Setelah kasus pencucian uang pertama kali dilaporkan pada Agustus 2023, sebuah komite antar kementerian dibentuk untuk meninjau sistem keuangan Singapura dan memperkuat rezim anti pencucian uang.
Komite Penasihat Anti-Pencucian Uang merilis laporan pada tanggal 4 Oktober yang menguraikan langkah-langkah anti-pencucian uang baru, termasuk memperingatkan pedagang akan aset bernilai tinggi ketika mereka melihat tanda bahaya dalam aktivitas mencurigakan.

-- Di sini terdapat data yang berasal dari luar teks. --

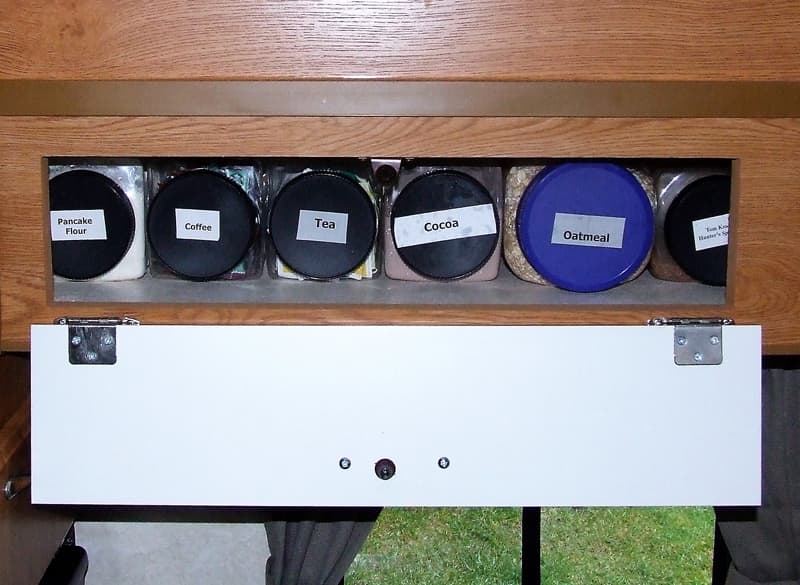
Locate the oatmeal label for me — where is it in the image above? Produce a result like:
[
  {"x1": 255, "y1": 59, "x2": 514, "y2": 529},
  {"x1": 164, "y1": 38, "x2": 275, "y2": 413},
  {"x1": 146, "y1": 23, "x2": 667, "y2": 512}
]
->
[
  {"x1": 394, "y1": 203, "x2": 497, "y2": 248},
  {"x1": 550, "y1": 213, "x2": 625, "y2": 248},
  {"x1": 295, "y1": 209, "x2": 348, "y2": 244},
  {"x1": 50, "y1": 209, "x2": 108, "y2": 242},
  {"x1": 175, "y1": 207, "x2": 219, "y2": 242},
  {"x1": 692, "y1": 213, "x2": 728, "y2": 252}
]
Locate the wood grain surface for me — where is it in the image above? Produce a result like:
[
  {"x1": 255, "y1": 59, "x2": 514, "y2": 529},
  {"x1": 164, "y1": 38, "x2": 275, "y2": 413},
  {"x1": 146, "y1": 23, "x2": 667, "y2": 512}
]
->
[
  {"x1": 0, "y1": 354, "x2": 72, "y2": 585},
  {"x1": 0, "y1": 117, "x2": 800, "y2": 353},
  {"x1": 0, "y1": 0, "x2": 800, "y2": 81}
]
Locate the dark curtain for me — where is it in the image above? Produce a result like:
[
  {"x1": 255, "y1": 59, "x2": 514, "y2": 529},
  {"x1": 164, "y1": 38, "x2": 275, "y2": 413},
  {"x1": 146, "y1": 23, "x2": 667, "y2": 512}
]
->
[
  {"x1": 717, "y1": 359, "x2": 800, "y2": 585},
  {"x1": 265, "y1": 508, "x2": 380, "y2": 585}
]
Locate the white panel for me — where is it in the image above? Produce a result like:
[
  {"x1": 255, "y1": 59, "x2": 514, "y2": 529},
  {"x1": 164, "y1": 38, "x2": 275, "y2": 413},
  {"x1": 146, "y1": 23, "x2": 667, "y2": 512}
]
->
[{"x1": 31, "y1": 325, "x2": 761, "y2": 506}]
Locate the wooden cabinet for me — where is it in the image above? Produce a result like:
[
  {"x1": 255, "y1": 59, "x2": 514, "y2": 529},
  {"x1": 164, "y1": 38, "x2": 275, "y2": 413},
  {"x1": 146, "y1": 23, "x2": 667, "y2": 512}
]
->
[{"x1": 0, "y1": 354, "x2": 72, "y2": 585}]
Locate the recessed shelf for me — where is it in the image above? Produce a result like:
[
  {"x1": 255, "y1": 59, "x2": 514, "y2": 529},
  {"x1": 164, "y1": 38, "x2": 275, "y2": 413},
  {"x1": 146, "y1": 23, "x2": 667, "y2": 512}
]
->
[{"x1": 54, "y1": 267, "x2": 726, "y2": 306}]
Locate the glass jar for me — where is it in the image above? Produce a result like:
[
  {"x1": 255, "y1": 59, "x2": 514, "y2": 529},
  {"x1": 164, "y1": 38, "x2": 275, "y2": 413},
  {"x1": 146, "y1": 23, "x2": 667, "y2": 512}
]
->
[
  {"x1": 48, "y1": 161, "x2": 147, "y2": 281},
  {"x1": 650, "y1": 165, "x2": 731, "y2": 286},
  {"x1": 504, "y1": 161, "x2": 655, "y2": 292},
  {"x1": 147, "y1": 161, "x2": 264, "y2": 280},
  {"x1": 267, "y1": 161, "x2": 379, "y2": 280},
  {"x1": 383, "y1": 166, "x2": 503, "y2": 281}
]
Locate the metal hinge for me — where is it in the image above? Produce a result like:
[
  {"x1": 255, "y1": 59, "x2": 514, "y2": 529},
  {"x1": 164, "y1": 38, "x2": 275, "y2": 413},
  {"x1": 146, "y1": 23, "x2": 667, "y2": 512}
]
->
[
  {"x1": 648, "y1": 317, "x2": 734, "y2": 366},
  {"x1": 55, "y1": 317, "x2": 139, "y2": 366}
]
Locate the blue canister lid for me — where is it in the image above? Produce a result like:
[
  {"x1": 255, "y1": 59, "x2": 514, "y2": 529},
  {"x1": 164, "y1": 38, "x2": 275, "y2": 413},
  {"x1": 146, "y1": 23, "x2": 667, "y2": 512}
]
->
[{"x1": 517, "y1": 162, "x2": 654, "y2": 292}]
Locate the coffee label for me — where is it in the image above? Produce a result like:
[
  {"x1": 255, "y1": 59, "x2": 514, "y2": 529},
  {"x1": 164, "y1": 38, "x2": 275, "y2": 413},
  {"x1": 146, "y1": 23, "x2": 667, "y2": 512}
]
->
[
  {"x1": 295, "y1": 209, "x2": 348, "y2": 244},
  {"x1": 175, "y1": 207, "x2": 219, "y2": 242},
  {"x1": 394, "y1": 203, "x2": 497, "y2": 248},
  {"x1": 550, "y1": 213, "x2": 625, "y2": 248},
  {"x1": 692, "y1": 213, "x2": 729, "y2": 252},
  {"x1": 50, "y1": 209, "x2": 108, "y2": 242}
]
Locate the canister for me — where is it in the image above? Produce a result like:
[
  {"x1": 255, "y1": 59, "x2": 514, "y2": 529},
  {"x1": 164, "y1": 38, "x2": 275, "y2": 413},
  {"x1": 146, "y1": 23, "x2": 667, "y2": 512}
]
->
[
  {"x1": 48, "y1": 161, "x2": 147, "y2": 280},
  {"x1": 650, "y1": 165, "x2": 731, "y2": 286},
  {"x1": 383, "y1": 166, "x2": 503, "y2": 281},
  {"x1": 268, "y1": 162, "x2": 379, "y2": 280},
  {"x1": 504, "y1": 161, "x2": 655, "y2": 292},
  {"x1": 147, "y1": 161, "x2": 263, "y2": 280}
]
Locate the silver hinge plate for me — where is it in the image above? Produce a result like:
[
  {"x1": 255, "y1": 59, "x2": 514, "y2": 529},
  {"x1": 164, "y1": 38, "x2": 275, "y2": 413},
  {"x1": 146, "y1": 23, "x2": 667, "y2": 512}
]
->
[
  {"x1": 55, "y1": 317, "x2": 139, "y2": 366},
  {"x1": 648, "y1": 317, "x2": 733, "y2": 366}
]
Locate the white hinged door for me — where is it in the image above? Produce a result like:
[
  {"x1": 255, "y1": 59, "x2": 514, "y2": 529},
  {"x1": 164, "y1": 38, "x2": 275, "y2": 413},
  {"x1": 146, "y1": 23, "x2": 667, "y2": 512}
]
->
[{"x1": 31, "y1": 325, "x2": 761, "y2": 506}]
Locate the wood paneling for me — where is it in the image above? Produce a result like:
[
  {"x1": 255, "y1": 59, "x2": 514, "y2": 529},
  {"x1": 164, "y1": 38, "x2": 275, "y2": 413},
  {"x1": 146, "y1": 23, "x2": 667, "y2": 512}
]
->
[
  {"x1": 0, "y1": 0, "x2": 800, "y2": 80},
  {"x1": 0, "y1": 80, "x2": 800, "y2": 118},
  {"x1": 0, "y1": 355, "x2": 72, "y2": 585},
  {"x1": 0, "y1": 117, "x2": 800, "y2": 353}
]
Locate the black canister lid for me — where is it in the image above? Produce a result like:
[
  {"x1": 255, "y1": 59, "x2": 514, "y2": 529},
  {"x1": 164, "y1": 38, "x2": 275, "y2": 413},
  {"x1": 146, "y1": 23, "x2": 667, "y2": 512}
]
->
[
  {"x1": 664, "y1": 175, "x2": 731, "y2": 286},
  {"x1": 269, "y1": 171, "x2": 377, "y2": 279},
  {"x1": 147, "y1": 169, "x2": 258, "y2": 280},
  {"x1": 391, "y1": 170, "x2": 500, "y2": 280},
  {"x1": 49, "y1": 170, "x2": 136, "y2": 280}
]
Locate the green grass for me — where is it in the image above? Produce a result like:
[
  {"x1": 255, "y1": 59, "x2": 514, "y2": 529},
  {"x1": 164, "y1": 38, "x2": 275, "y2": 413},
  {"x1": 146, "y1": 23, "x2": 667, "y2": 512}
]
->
[{"x1": 347, "y1": 508, "x2": 714, "y2": 585}]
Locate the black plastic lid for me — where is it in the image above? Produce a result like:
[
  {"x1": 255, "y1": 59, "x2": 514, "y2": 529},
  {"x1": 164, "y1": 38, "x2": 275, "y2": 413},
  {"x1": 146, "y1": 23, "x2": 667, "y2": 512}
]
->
[
  {"x1": 269, "y1": 171, "x2": 377, "y2": 279},
  {"x1": 391, "y1": 170, "x2": 500, "y2": 280},
  {"x1": 50, "y1": 170, "x2": 136, "y2": 280},
  {"x1": 147, "y1": 169, "x2": 258, "y2": 280},
  {"x1": 664, "y1": 175, "x2": 731, "y2": 286}
]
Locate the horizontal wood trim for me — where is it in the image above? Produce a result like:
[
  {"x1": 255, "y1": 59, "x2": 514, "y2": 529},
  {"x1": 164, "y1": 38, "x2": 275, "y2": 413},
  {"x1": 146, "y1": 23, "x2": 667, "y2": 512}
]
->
[
  {"x1": 0, "y1": 81, "x2": 800, "y2": 118},
  {"x1": 0, "y1": 0, "x2": 800, "y2": 81},
  {"x1": 0, "y1": 117, "x2": 800, "y2": 353}
]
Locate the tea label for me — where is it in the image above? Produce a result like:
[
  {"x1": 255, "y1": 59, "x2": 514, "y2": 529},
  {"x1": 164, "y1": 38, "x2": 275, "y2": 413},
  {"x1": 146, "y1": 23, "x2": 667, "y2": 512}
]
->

Polisi mengatakan pada tanggal 18 November bahwa Pemerintah akan terus memperkuat pertahanan anti pencucian uang Singapura untuk menjaga reputasi kokoh negara tersebut sebagai pusat keuangan yang andal dan bereputasi baik serta dilindungi oleh hukum.
“Kami akan terus menyambut perusahaan dan investor yang sah, namun kami tidak akan mencoba menghentikan penjahat yang ingin mengeksploitasi ekosistem Singapura untuk mendapatkan keuntungan.”
Swiss Asia
Singapura, yang sering disebut sebagai “Swiss Asia”, mulai menarik perhatian bank internasional dan manajer investasi pada tahun 1990-an.
Reformasi ekonomi di Tiongkok dan India mulai membuahkan hasil.
Pada tahun 2000-an, Indonesia yang relatif terisolasi mengalami pertumbuhan ekonomi.
Singapura dengan cepat menjadi surga bagi perusahaan asing karena undang-undang investasi, keringanan pajak, dan insentif lainnya.
Saat ini, orang-orang super kaya bisa terbang dengan jet pribadi Singapura, tinggal di resor pantai mewah, dan memikirkan perdagangan berlian pertama di dunia.
Di luar bandara terdapat gudang dengan keamanan tinggi bernama Le Freeport yang menawarkan penyimpanan bebas bea untuk karya seni, perhiasan, anggur, dan barang berharga lainnya.
Fasilitas senilai $100 juta (Rs 1,6 triliun) ini sering disebut sebagai Fort Knox di Asia.
Menurut regulator pasar negara tersebut, manajer kekayaan di Singapura akan menerima $435 miliar (5,160 triliun rupiah) dari luar negeri pada tahun 2022, hampir dua kali lipat angka pada tahun 2017.
Lebih dari separuh kantor keluarga di Asia – perusahaan yang mengelola kekayaan pribadi – kini berbasis di Singapura, menurut penelitian yang dilakukan KPMG dan perusahaan konsultan keluarga Agreus.